John Samuel

John Samuel is Elder Samuel's father.  There were two of the same name around that period, probably related, but this one is a sensible age for raising a family.  The other was 19 at Elder's birth but since she had a sister six years older we can discount him.  There is evidence to suggest that although the Samuels were in Corstorphine parish they lived in Broomhouse farm to the south of the village and in the spot where the original Forrester High School was built.  Interestingly there was a loch nearby, which is drained now but which would have meant that the ground around this area could have been quite boggy but good agricultural land when drained.  Corstorphine was built on the dry land between two lochs back in history and the now-vanished castle guarded this passageway as this less than accurate Bleau map from 1654 shows.  Broomhouse has shifted to the east.

 

There are several excellent books written by Miss A.S. Cowper which detail the local history of Corstorphine and several Samuels are mentioned as tradesmen who helped restore the local church.  Most of them were masons and a look at the gravestones around the church reveals that the trade carried on over the generations.  In fact, when I was searching 1871 census records for the Mackay side, in the same tenement block I came across a George Samuel mason from Corstorphine and immediately knew this was a twig of my tree.

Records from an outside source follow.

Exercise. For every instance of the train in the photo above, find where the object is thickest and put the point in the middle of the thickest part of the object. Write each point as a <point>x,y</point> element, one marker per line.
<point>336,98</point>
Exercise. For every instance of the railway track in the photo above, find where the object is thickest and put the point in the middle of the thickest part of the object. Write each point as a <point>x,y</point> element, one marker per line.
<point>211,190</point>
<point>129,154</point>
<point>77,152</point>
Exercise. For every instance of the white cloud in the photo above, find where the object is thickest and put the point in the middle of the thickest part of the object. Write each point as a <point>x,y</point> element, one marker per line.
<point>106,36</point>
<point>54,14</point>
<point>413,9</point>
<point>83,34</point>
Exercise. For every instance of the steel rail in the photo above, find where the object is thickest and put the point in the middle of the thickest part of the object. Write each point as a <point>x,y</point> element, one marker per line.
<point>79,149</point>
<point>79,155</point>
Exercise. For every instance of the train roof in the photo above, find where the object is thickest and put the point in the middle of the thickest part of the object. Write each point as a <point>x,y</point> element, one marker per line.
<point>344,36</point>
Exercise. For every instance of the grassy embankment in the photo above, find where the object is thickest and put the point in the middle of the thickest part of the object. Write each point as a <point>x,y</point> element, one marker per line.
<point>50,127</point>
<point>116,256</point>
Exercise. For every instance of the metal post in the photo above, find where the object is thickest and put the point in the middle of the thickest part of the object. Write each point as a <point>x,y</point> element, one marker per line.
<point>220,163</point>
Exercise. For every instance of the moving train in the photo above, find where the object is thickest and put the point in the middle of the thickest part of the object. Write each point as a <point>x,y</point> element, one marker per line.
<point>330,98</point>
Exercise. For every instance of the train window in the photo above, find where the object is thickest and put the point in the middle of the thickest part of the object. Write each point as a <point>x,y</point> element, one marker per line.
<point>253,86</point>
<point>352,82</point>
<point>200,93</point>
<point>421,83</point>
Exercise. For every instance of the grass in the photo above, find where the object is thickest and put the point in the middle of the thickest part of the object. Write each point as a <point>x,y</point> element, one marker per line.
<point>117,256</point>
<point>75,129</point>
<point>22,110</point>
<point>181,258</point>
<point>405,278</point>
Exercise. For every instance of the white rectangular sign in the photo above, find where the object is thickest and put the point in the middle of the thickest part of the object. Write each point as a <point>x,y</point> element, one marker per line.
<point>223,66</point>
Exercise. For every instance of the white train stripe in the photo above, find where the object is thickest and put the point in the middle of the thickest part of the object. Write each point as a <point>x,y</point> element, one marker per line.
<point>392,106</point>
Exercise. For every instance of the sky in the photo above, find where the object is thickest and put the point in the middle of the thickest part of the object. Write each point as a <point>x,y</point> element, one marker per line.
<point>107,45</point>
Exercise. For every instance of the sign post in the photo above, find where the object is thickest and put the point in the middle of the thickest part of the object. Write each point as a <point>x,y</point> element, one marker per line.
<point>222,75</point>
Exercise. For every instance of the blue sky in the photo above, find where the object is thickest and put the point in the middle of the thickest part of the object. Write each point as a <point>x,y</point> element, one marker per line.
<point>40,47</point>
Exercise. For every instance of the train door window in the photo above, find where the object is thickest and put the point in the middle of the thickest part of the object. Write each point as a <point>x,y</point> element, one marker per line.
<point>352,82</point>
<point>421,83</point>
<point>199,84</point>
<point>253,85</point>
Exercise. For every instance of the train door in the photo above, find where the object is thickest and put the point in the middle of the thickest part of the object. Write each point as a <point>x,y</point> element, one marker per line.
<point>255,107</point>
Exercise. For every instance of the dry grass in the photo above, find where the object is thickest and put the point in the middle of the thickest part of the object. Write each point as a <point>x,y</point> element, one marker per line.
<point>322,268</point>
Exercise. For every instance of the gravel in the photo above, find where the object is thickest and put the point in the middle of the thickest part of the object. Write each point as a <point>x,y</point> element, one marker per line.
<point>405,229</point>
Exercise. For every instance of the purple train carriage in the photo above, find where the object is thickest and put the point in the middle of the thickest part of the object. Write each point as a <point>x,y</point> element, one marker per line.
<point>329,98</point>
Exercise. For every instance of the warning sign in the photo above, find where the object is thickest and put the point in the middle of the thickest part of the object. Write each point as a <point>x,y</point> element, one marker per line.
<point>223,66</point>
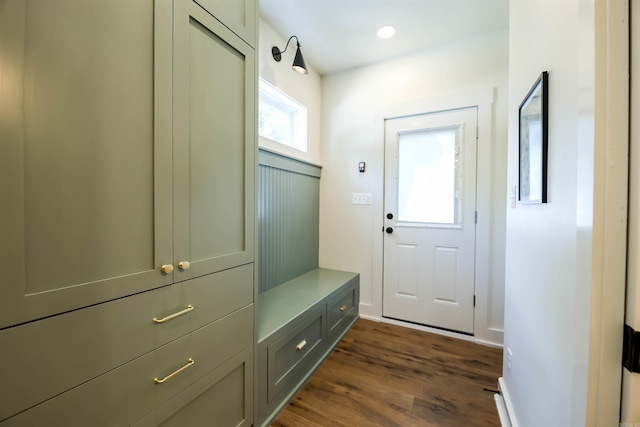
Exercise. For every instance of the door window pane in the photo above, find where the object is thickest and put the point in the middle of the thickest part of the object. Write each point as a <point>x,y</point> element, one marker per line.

Elder Samuel's marriage record gives her father as John Samuel mason in Corstorphine and this is confirmed in her death record.  As mentioned earlier there was more than one John Samuel in Corstorphine but it must be the one born to John Samuel, servant in Broomhouse, and Margaret Mason (how appropriate).  A servant could have been a farm servant or even the man who built and repaired walls, who knows?  Tracing further back is just guesswork with gaps in the Corstorphine records and various options in nearby parishes.